Attivista, storico e docente di antropologia culturale presso il Naba di Milano, nonchè redattore di elèuthera. Autore di: “Gli Arditi del popolo” (La fiaccola 2007), “Le nostre braccia. Meticciato e antropologia delle nuove schiavitù” (agenzia X, 2011), I dannati della metropoli. Etnografie dei migranti ai confini della legalità (Le Milieu, 2014)

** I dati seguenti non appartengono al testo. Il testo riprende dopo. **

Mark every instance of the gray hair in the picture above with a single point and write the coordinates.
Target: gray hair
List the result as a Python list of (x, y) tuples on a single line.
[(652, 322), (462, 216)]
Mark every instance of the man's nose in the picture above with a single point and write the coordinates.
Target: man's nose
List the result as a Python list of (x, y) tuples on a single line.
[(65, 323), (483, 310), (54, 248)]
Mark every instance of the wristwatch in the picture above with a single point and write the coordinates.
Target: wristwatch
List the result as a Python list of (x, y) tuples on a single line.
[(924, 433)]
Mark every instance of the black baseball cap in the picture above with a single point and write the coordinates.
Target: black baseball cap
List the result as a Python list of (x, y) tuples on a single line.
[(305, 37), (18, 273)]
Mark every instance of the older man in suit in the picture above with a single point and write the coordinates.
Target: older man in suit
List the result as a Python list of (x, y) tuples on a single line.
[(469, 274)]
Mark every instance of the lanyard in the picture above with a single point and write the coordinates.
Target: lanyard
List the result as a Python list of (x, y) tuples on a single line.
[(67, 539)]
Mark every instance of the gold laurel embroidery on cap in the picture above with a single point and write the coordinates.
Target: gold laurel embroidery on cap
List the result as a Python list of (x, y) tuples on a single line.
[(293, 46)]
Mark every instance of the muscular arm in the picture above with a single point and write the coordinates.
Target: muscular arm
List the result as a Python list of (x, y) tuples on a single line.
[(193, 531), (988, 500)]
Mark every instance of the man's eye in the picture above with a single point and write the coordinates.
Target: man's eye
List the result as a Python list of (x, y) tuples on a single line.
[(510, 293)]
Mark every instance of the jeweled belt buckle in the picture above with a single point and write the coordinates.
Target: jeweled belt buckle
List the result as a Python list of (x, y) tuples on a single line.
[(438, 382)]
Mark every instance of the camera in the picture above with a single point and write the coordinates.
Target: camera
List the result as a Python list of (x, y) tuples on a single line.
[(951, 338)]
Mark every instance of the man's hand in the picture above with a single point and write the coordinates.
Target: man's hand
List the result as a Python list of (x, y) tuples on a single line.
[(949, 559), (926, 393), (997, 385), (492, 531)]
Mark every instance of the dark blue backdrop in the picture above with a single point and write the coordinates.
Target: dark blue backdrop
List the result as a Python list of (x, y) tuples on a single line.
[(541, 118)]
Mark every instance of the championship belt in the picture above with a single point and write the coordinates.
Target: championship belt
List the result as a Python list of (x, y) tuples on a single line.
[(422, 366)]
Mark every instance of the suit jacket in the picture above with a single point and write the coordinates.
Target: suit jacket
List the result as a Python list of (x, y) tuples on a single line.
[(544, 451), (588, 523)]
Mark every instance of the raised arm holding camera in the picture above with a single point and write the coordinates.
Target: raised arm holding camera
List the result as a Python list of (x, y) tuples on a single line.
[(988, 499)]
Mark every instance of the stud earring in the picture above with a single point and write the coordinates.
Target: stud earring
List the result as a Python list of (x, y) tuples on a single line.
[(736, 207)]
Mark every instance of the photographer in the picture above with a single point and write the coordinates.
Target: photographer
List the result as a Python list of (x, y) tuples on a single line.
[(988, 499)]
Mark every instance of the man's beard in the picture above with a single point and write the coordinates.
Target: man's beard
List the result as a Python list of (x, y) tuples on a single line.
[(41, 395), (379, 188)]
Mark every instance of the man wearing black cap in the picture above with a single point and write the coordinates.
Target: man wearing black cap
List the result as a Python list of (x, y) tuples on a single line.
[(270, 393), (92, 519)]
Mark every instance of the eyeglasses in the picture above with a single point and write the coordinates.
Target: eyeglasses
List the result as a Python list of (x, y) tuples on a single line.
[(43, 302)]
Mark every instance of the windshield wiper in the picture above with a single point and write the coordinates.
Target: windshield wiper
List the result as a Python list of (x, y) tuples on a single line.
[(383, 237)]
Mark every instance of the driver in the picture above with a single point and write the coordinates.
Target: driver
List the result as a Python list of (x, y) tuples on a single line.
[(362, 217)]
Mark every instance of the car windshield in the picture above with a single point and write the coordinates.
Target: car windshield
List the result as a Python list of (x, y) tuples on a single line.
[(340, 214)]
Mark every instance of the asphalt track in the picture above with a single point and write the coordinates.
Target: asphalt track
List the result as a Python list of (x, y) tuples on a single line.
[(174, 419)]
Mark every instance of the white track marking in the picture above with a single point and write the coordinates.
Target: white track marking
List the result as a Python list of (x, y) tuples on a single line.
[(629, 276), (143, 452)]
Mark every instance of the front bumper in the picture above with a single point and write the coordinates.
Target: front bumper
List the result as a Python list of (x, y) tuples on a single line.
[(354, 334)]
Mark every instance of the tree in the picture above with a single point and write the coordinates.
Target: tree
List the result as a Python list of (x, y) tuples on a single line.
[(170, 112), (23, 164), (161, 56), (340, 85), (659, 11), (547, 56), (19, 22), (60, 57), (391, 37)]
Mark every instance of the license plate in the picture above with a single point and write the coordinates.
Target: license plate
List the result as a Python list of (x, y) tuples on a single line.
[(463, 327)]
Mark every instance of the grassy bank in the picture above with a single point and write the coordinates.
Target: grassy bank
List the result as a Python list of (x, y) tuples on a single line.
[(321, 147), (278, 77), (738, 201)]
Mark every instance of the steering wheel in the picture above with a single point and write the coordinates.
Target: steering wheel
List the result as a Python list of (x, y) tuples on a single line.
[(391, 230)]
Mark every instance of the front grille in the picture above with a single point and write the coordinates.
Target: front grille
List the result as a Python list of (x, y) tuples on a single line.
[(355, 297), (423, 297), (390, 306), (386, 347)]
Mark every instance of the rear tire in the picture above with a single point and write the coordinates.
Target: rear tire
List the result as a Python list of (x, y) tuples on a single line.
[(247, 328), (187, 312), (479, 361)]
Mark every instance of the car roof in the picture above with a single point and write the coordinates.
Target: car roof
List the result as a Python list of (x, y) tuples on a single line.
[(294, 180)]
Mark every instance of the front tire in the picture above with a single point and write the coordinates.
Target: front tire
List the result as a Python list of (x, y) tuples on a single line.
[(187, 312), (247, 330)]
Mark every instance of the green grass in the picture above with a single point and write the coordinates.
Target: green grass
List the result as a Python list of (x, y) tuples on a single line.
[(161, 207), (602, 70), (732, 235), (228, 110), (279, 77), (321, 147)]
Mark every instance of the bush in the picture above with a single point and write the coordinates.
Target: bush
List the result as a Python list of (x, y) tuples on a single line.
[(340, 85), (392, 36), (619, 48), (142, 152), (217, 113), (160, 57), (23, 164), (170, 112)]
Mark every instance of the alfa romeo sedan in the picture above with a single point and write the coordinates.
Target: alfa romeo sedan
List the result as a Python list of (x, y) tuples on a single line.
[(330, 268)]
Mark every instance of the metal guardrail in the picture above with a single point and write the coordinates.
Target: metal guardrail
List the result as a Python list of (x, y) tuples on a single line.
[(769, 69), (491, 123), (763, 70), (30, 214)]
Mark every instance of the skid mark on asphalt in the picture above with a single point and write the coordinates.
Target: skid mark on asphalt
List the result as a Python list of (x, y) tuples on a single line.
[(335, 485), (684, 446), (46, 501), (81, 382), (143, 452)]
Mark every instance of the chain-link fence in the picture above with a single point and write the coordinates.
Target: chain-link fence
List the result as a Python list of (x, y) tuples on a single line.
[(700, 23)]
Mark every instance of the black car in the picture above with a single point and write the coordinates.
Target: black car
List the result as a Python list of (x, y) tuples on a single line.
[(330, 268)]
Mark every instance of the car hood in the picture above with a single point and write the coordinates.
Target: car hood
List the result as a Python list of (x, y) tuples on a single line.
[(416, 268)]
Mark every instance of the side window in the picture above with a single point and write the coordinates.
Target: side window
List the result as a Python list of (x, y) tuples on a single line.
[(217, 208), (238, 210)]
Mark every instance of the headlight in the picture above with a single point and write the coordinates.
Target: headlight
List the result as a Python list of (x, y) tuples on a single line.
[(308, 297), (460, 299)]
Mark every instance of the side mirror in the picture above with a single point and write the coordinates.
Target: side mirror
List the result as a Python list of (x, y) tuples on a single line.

Osservando con occhio critico la società in cui viviamo, che mercifica tanto i corpi animali quanto i corpi umani attraverso simili meccanismi di oppressione e di dominio, abbiamo voluto chiedere a Andrea delle tante, troppe persone, famiglie, popolazioni che oggi continuano a sbarcare nelle coste italiane per sfuggire a morte certa. Si potrebbero definire “I dannati della terra”, e non rappresentano solo un dramma geografico, ma prima di tutto individui che, nella ricerca di una vita che non sia eterna lotta alla sopravvivenza, si ritrovano ad affrontare situazioni ai limiti dell’immaginario. Donne, uomini e bambini che Andrea ha incontrato nel proprio percorso di ricerca, con le quali ha vissuto e stretto legami di confidenza che gli hanno permesso di raccontarne le storie dal loro punto di vista.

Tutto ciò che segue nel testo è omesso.